EPA Administrator Gina McCarthy in Vermont

EPA Administrator Gina McCarthy is in Vermont today to talk about plans for cleaning up Lake Champlain.

McCarthy, head of the U.S. Environmental Protection Agency, is meeting Vermont Governor Peter Shumlin and other officials to begin a ‘Call To Action’ meeting with representatives of other federal agencies. The group will develop action plans to reduce pollution and harmful algae blooms in Lake Champlain.

Blue Green Algae & Lake Champlain clean-up

EPA Assistance for Lake Champlain Clean-up

McCarthy is expected to offer technical assistance from the EPA to help the city of Burlington take a more “integrated approach to stormwater and wastewater” projects.

“EPA is committed to helping communities meet their requirements and goals for water projects that benefit public health, the environment, and the local economy, Integrated planning provides the important flexibility that cities and towns need to address water challenges in an efficient and effective manner.” ~ Gina McCarthy, EPA Administrator

Gina McCarthy, EPA Administrator & Lake Champlain clean-up

Gina McCarthy, EPA Administrator

Integrated planning lets communities sequence projects so they can begin the highest priority  ones first. EPA technical assistance will help recipients meet Clean Water Act requirements for water management in a cost-effective and environmentally beneficial way. In the past, EPA, states and municipalities focused on meeting each Clean Water Act requirement separately, an approach that might have kept communities from addressing the most serious water issues first.
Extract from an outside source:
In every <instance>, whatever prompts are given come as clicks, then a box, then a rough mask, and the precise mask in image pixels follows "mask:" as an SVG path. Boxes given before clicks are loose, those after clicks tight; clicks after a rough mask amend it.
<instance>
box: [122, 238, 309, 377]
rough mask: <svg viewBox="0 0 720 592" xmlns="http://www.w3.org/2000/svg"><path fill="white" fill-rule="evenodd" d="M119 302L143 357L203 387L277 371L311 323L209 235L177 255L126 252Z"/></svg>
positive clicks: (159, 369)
Burlington, Vermont Selected for EPA Program

Burlington was one of five communities selected from around the country to participate in the project. The award to Burlington was based on its proposal to evaluate the financial capability to fund an integrated stormwater and wastewater program; to develop criteria for prioritizing community wastewater and stormwater needs based on social, economic and environmental factors; to develop a list of example projects that rank highly based on these criteria; and to evaluate innovative methods for pollutant reduction.

After a meeting at the ECHO Lake Aquarium and Science Center in Burlington, McCarthy is going to visit St. Albans Bay, which was particularly hard-struck by blue-green algae this past summer.